- 5 years ago
- Wedding: August 2016
Location. If it wasn’t for Fiance, I’d move to the PNW in a heartbeat. We’re in Silicon Valley because it’s best for his career right now and I can work anywhere (although I’d have to pass another bar exam if I upped and moved). He loves it, I like it well enough (and love my current coworkers), and we own a home now, so it’s fine… just not my single lady dream of being an Oregonian hippee.
Oh and I also gave up being a total cat lady for him. If it wasn’t for him only wanting one, I’d have three. #truelove
Oof. That’s tough. I don’t know if that’s the best choice.
Both of us dread the city that we currently live in, but we are here to be together. When we moved here a couple years ago, we both made the decision that we would be move to a new state by a certain deadline.

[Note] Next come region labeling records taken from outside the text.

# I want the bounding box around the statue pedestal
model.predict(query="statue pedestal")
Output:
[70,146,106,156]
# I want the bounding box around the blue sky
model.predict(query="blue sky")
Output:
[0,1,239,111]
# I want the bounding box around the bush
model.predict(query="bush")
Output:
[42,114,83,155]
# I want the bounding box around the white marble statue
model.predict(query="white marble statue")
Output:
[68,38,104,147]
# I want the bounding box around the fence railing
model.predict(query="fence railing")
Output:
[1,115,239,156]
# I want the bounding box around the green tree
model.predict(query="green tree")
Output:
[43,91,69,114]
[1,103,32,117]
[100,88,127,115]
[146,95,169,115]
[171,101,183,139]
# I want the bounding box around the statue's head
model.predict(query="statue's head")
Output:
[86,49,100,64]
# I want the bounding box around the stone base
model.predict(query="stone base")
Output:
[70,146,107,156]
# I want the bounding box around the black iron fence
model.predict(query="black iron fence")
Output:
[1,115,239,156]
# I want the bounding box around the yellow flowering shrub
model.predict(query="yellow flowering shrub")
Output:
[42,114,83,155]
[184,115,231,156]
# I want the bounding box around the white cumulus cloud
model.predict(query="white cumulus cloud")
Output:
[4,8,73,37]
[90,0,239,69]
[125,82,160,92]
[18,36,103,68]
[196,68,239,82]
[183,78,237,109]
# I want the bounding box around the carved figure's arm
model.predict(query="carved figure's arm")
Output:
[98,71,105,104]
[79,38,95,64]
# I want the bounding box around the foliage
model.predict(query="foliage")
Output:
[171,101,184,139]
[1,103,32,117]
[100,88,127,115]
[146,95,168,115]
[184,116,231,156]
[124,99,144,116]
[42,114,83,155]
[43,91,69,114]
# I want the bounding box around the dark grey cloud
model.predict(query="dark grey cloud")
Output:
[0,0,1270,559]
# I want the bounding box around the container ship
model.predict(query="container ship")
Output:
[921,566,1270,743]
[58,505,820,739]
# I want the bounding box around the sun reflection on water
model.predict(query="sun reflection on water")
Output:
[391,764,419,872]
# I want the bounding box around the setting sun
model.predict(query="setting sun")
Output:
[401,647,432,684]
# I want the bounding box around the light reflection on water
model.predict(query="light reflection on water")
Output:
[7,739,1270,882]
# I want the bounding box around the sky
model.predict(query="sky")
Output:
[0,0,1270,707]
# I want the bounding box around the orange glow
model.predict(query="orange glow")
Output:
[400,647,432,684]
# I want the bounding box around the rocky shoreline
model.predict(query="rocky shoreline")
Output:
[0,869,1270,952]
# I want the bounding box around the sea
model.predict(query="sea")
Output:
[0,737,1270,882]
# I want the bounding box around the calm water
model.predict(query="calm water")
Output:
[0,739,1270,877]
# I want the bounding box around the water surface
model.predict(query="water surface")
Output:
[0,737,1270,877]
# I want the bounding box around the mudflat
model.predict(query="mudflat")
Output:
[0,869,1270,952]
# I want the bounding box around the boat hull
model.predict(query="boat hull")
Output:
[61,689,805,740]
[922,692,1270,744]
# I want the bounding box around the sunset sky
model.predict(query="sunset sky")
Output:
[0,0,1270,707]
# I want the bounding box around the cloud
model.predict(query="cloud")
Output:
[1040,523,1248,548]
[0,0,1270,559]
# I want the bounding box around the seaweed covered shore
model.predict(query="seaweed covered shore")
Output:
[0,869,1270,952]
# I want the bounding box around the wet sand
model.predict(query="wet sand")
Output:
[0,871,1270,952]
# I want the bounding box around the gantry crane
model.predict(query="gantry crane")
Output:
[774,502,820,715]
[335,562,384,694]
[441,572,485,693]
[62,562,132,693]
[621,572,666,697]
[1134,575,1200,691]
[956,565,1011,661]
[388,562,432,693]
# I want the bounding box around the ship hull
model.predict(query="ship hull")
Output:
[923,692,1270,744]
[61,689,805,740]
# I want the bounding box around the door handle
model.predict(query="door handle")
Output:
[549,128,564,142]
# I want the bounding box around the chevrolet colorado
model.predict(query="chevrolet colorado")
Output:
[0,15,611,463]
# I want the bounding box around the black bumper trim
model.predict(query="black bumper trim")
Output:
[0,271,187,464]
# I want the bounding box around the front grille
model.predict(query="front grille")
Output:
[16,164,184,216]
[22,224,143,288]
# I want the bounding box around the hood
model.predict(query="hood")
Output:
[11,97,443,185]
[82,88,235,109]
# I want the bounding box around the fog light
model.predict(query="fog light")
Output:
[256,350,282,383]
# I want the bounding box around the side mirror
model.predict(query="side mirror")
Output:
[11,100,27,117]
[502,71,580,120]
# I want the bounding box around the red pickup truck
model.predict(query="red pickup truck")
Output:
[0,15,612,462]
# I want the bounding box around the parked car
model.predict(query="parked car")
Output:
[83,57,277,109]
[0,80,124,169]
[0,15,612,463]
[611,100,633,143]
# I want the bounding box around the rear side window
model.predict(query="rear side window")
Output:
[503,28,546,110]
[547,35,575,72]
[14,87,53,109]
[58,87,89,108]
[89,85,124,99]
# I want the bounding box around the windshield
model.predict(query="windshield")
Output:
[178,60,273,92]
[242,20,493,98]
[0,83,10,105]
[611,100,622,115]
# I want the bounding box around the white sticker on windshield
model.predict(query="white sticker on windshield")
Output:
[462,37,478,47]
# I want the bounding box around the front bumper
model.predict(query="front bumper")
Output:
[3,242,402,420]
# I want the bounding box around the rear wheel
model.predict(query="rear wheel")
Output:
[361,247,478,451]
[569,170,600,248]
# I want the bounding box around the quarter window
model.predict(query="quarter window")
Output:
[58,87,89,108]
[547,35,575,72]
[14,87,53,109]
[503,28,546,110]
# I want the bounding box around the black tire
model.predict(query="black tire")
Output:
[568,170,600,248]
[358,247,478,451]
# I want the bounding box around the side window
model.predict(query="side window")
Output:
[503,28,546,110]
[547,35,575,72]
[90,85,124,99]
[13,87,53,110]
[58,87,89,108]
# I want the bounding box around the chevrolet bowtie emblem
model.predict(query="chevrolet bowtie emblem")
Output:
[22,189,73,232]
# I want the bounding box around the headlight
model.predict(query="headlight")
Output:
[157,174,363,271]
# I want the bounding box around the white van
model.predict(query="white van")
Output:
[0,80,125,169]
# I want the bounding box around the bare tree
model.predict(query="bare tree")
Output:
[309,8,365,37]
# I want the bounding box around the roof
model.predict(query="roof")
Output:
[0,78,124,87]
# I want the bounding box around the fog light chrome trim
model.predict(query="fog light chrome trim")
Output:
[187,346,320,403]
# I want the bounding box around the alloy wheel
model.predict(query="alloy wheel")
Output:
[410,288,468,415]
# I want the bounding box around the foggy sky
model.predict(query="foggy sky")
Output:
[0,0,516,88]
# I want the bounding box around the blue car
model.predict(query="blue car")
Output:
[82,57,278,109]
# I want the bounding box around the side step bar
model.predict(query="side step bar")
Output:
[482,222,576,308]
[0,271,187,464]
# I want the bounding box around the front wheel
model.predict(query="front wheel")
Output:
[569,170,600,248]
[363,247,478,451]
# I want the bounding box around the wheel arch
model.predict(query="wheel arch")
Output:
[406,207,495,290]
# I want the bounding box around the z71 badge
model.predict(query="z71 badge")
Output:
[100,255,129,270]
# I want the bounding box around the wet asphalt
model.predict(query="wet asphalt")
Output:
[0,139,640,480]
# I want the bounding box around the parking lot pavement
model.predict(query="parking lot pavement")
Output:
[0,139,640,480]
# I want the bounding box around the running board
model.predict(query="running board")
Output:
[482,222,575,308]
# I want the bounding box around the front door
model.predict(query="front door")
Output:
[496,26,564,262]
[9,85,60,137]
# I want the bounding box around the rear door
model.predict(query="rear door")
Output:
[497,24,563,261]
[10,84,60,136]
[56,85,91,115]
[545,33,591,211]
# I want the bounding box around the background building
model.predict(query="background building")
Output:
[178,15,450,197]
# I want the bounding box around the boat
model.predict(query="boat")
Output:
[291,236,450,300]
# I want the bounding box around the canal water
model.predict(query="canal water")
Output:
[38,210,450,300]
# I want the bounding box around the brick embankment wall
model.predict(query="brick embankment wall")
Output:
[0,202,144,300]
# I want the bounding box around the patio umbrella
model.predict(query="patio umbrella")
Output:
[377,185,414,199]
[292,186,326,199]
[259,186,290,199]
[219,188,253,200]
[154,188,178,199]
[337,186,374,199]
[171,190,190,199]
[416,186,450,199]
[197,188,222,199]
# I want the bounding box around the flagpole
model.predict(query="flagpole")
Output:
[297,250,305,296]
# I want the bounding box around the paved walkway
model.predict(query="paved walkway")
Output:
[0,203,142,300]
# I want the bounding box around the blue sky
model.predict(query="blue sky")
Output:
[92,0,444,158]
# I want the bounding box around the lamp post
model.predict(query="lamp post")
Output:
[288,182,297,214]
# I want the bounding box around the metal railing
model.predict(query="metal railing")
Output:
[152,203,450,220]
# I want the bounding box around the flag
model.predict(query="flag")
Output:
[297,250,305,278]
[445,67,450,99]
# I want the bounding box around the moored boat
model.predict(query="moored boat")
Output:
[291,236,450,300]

Relationships are all about sacrifice!
Thanks for the wonderful support bees. It means a lot. It was very hard on him too. He was very upset that I had to turn it down. If only I could show you guys how kind he is…please do t think he’s a jerk. It’s not like that at all!!
My husband is giving up a stable job as an electrical engineer to move to Washington with me. Ive always wanted to live there and found a job paying a good amount more. He’s very family oriented and tries so visit his family as much as possible, so he’s giving that up too. But when I got the offer he didn’t even hesitate, even though he doesnt have anything lined up. I appreciate him so much.
In the same position as a lot of bees, I gave up living in an ideal location. My DH and I were seriously planning on spending a year abroad together and about 6 months before we left, he told me he just couldn’t do it. I obviously have to respect that and gave that dream up. Also, he wants to purchase a home much more than I do, so we are buying a home. I know it is a financially sound decision, but the idea of being tied to one location for the long term is sometimes tough for me to deal with. It’s all about compromise though. We have decided that since we will be staying here, once we get settled financially with the new house, I will start grad school. If your DH/SO is not willing to ever compromise, then that is a problem.
We both have good jobs, but mine is more lucrative. DH volunteered to start telecommuting so that we could move for my new job. I am grateful, and he actually really likes it!
If you two are meant to be together long term, it will work out in your favor to have tried to stay in the same geographic location. There will be more job offers in the future!
My Fiance is actually giving up a lot to move down here with me. We’ve been in a long distance relationship for two years. He has a long-term job and a son (who he sees every other weekend). I am VERY aware and very grateful of the huge life changes he is making to be with me. I have two children who are with their father half the week, and without completely uprooting them and battling my Ex in court, I can’t really leave where I am. I am also in graduate school here, which farther roots me where I am. Being with someone means making decisions for the betterment of the relationship. Just make sure you aren’t the only one making sacrifices and that your needs are seen as being just as important.
I could have gone on exchange to Australia in my third year university, but I didn’t go because I didn’t want to be that far away from my Fiance (then he was just my bf). I don’t regret it. One day we will go to Australia and I will get to experience it with him. I’m not saying you always have to do everything revolved around your SO, but I think it can definitely influence your decisions. And you shouldn’t feel bad about it.